Research

  • LLM-Support Database Manual Reader and Query Optimizer at USC, CA, Los Angeles, guided by Professor Ibrahim Sabek, Jia Robin and Ryan Marcus (UPenn) 08 2024 -
    • Replayed related works like DB-Bert, GPTuner, LLM-Tune. Get a basic usage of these open-source projects.
    • Learned how to collect related text materials, and fine-tune the LLM model using OPENAI interface.
    • Finished the architecture design of two-phase optimizer. How to do the knob-tuning and query optimizer. Get insights from the NLP domain to design the prompt.
    • Finished the rough implementation of the second phase design.
  • LifeLong Modular Reinforcement Learning Database Query Optimizer Design at USC, CA, Los Angeles, guided by Professor Ibrahim Sabek 09 2023 - 06 2024
    • Replayed the model Bao, Balsa, Neo and gain an understanding of how they function and interacted with Postgresql internal through extensions.
    • Did some new experiments to show limitations on the original systems, used benchmark like TPC-H, IMDB, StackOverflow Data.
    • Explored query plan tree-decomposition algorithms to find the most suitable one to introduce to the systems.
    • Introduced Lifelong Modular RL algorithm to solve the problems of data drifting, workload shifting, .etc.
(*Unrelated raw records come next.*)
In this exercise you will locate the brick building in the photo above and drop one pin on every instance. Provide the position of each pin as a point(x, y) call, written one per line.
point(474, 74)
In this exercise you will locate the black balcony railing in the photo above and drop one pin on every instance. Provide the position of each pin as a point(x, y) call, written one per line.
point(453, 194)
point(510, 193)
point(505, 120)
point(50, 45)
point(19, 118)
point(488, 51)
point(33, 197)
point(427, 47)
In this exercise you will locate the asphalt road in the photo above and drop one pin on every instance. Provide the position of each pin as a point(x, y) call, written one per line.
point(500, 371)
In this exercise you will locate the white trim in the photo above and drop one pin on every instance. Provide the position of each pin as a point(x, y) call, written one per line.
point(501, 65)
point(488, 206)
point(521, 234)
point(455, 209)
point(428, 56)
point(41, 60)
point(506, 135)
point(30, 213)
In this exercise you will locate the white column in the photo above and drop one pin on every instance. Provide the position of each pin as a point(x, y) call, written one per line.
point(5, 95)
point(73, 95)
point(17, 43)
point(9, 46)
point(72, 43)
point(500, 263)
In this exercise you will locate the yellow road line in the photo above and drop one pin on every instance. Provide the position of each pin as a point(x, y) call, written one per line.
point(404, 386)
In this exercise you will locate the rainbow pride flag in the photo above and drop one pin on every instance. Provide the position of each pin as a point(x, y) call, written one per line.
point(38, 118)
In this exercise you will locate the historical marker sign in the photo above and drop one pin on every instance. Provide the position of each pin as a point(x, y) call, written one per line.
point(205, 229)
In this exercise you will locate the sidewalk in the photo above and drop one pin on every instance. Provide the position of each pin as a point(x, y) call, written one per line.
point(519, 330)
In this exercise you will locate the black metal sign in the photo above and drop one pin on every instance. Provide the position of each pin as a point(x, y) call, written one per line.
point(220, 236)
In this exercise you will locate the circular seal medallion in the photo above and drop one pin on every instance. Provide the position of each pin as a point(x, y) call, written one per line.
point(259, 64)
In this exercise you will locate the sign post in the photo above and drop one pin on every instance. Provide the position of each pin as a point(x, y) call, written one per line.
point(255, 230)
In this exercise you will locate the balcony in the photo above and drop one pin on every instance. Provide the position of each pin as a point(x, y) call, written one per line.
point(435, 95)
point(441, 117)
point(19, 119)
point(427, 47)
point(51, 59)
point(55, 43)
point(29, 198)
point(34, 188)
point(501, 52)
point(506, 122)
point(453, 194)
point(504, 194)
    • Heavily modified the original system to deal with the problem of data drifting, dynamic environment.
    • Under review of VLDB 2025.
    • The link of an extended version of paper manuscript is here.
  • Distributed System Design and Distributed Graph Database Kernel Development at UESTC, Chengdu, China, guided by Professor Hancong Duan Github, Undergraduate Thesis 05 2022 - 05 2023
    • Studied the typical architectures of open source distributed graph database platforms such as neo4j, dgraph, Nebula graph, surrealdb, etc. Analyze the technical principles related to logical and physical query plans, and learned the classical optimization algorithms related to query schemes. Stdudied the implementation of network protocols and how to implement them in Java code.
    • Learned Janus Graph’s distributed cluster deployment and cloud deployment method, combined with Cassandra backend storage and Elasticsearch index to complete cluster deployment in AliCloud.
    • The tasks and some key problems related to the optimal placement of physical partitions and dynamic scheduling were solved mainly by graph partitioning and abstract algorithms. Designed the distributed graph sketch algorithm DGSS in Java, and the algorithm achieved good experimental results and was successfully integrated into the Janus Graph internal.
  • Reinforcemet Learning Algorithm Design in Social Commerce at UESTC, Chengdu, China, guided by Professor Dong Hao, 12 2020 - 10 2021
    • Built social commerce framework with networkx, pytorch, numpy and pandas in Python.
    • Coded on the framework and ran the existing virus spreading model, introduced reinforcement learning algorithm, and implemented automatic selection of point sort and infection strategy according to the network characteristics.
    • Modified the existing model into SEIRSC model with improved algorithm, introduced competition mechanism, and validated the new model with reinforcement learning algorithm such as DQN.
    • Took charge of conclusion report writing and oral defense for project conclusion (Awarded Excellent Project Conclusion).